Siren-like, the Hooting Yard Home Page lures navigators of the Net by salting itself with seductive keywords. All those who engage the Web's great search engines to seek out "tungsten", "hebetude", "ullage", "usufruct", "myrmidon" or "bind-weed" will be drawn there irresistibly. Otherwise, you can locate it at http://www.ndirect.co.uk/hootingyard. Or, as the Hooting Yard Primer advises, walk along Amnesiac Lane, follow the hedge until you come to the gates of Haemoglobin Towers, and Hooting Yard is on your right by the duckpond.

According to the Home Page, the site was last updated at some point in the 17th century, but it is an attic crazily packed with the aerostats, flanges, cobalt and general late-Victorian flotsam of British comic surrealism. It's nice to see that this tradition has translated from the small presses into the digital ether, demonstrating that the Net can handle idioms other than Californian. Hooting Yard is a haven for people who like words they can savour, and lots of them. A highlight is the 709-word sentence extracted from Frank Key's story "The Crunlop Experiment". "I think it works on its own terms, even out of context," Key observes.

As well as perusing Key's stories and drawings, visitors are invited to take part in "Intriguing Projects" such as the proudly undefined Homunculus Project, for which one of the suggested starting points is Oulipo. This stands for Ouvroir de Litterature Potentielle, or Workshop for Potential Literature, an enterprise cited by Key as a major influence. Launched in 1960, it was dedicated to the creation of constraints upon writing. An Oulipian author is "a rat who himself constructs the labyrinth which he proposes to get out of (un rat qui construit lui-meme le labyrinthe dont il se propose de sortir)".

Key provides a link from Hooting Yard to a site in Ontario where a PhD student called Stefan Sinclair keeps the Oulipian flame not just alight but incandescent: starry backgrounds, pale blue text on a pale grey field, and all the other Web equivalents of go-faster stripes. It's in French and English.

Raymond Queneau, a founder of Oulipo, depicted his book A Hundred Thousand Billion Poems as a model of a machine for generating sonnets. Sinclair has used the language of hypertext to create a working electronic model of this machine, predictably incorporating a constraint only too familiar to Web travellers. It requires a browser that understands Java, a taste so far acquired only by the Web avant-garde. Aspiring Oulipians who prefer to use their own wetware can jump to a French site which carries a table of constraints planned by Queneau, and embellished by fellow Oulipians such as George Perec and Italo Calvino.

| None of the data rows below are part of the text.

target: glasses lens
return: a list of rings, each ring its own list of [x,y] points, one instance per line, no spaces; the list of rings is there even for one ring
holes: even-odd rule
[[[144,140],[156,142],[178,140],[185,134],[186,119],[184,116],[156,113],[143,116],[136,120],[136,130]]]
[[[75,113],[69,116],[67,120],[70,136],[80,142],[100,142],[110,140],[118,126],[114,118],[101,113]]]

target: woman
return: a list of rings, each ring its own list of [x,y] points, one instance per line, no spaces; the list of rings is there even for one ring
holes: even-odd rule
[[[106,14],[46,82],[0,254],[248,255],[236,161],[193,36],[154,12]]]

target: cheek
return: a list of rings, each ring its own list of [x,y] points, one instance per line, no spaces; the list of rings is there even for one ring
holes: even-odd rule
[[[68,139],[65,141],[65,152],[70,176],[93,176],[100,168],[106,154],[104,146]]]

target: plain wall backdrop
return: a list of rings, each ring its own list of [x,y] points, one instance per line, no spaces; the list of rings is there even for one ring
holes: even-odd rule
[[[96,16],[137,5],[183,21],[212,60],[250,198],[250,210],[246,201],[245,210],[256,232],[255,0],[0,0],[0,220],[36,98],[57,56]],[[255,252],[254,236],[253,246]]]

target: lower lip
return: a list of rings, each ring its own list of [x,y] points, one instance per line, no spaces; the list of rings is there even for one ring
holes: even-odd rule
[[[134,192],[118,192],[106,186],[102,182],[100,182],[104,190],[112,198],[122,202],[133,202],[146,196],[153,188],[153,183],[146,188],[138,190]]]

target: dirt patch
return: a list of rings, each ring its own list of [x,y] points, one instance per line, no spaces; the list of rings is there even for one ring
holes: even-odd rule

Queneau's machine conceit was noted by Calvino in a discussion of the possibilities of a "literature machine" given as a lecture nearly 30 years ago. "Its true vocation would be for classicism," Calvino opined. He pointed out that experiments in machine writing, depending on chance, had hitherto sought to produce disorder. "The test of a poetic-electronic machine would be its ability to produce traditional works, poems with closed metrical forms, novels that follow all the rules."

Sinclair's automaton seems adept at generating doggerel that rhymes, presumably not what Calvino had in mind. While we wait for a program that generates traditional literature in a hypertext setting - Prescott, one might call it - Hooting Yard is sol- iciting texts composed entirely from cryptic crossword clues, to be sent to the Tetchy Cruciverbist.